We know that the ridges would correspond to high frequencies since they are repetitive patterns present in the image. Also, we can think of them as sinusoids in different directions. Therefore, we get the FFT of the fingerprint image.



We then designed a filter mask using mkfftfilter function in SciLab. Since we want to enhance the higher frequencies corresponding to the ridges, we design a high pass filter. Shown below is a high-pass exponential filter.



We multiplied this filter with the original FFT of the fingerprint image. After this, we again get its FFT to get the following enhanced image.



The FFT of the enhanced image is shown below. The lower frequencies were removed thereby resulting to enhancement of the higher frequencies.



We then tried using a high-pass binary filter shown below.
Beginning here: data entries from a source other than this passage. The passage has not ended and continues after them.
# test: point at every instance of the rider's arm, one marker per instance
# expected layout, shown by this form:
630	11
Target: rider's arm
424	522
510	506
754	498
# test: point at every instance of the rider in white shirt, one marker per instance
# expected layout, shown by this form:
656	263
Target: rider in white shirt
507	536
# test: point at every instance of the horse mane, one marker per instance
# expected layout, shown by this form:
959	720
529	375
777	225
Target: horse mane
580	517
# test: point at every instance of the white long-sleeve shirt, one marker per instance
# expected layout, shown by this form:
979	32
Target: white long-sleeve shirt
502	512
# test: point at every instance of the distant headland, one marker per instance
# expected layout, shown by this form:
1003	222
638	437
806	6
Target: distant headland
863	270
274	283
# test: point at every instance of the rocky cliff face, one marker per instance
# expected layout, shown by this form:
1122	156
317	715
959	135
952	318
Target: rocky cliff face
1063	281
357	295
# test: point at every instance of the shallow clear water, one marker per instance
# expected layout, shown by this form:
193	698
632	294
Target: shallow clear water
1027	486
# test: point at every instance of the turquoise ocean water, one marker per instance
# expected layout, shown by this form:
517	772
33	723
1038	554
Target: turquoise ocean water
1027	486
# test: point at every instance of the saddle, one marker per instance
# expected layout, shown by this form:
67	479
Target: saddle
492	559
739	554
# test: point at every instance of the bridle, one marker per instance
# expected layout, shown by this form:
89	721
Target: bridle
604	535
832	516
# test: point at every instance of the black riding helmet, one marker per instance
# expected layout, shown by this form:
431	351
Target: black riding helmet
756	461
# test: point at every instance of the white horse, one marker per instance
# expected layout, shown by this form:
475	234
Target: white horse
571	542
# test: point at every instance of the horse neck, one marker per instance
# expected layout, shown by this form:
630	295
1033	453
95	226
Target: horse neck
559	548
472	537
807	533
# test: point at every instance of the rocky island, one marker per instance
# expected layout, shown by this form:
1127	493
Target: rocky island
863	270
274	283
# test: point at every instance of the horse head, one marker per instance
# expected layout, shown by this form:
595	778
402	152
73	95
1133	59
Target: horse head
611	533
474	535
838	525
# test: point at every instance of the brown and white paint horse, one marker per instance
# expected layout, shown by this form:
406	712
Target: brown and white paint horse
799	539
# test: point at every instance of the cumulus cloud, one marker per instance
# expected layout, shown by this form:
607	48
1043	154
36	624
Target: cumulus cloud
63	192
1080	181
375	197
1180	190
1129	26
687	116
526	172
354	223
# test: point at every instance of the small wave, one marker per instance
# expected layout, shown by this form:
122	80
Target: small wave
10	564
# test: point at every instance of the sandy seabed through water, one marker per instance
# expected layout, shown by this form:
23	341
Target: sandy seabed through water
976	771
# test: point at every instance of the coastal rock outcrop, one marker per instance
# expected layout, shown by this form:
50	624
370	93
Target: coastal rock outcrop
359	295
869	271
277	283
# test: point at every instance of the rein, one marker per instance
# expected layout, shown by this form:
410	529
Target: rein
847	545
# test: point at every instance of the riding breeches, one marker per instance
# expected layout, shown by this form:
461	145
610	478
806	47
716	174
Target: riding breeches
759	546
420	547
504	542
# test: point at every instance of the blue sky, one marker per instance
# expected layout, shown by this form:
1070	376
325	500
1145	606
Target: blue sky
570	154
The resulting image is shown below.



b) Lunar Landing Scanned Picture: Line Removal

The two groups of irregularly shaped craters north and west of the landing site are secondaries from Sabine Crater. This view was obtained by the unmanned Lunar Orbiter V spacecraft in 1967 prior to the Apollo missions to the Moon. The black and white film was automatically developed onboard the spacecraft and subsequently digitized for transmission to Earth. The regularly spaced vertical lines are the result of combining individually digitized 'framelets' to make a composite photograph and the irregularly-shaped bright and dark spots are due to nonuniform film development. [NASA Lunar Orbiter photograph]


By filtering in the Fourier domain, we can remove the vertical lines present in this image. We first get its FFT.



Using the hints from http://www.roborealm.com/help/FFT.php, we designed a filter mask such that the peaks which lie horizontally along the center of the FFT image will be suppressed. These peaks corresponds to the strong vertical lines in the original image. The filter mask we designed is shown below.



This mask is then multiplied to the FFT of the original image to get the following enhanced FFT.



From this enhanced FFT, we obtain the following enhanced image which obviously has no vertical lines present. Clearly, the image was enhanced.



-o0o-
Collaborators:
Jeric Tugaff for the FFT discussions and hints on filtering in the Fourier space.
Cole Fabros, Benj Palmares and Ed David for the FFT discussions.

-o0o-
Rating:
I give myself an 8/10 because
1. I'm not satisfied with my fingerprint enhancement algorithm. SciLab's mkfftfilter seems not suitable for this job.
2. I'm happy with the results of the Lunar Image tho, we had a hard time figuring how to do it properly. I'm thankful for Jeric's resourcefulness for he found hints in the internet.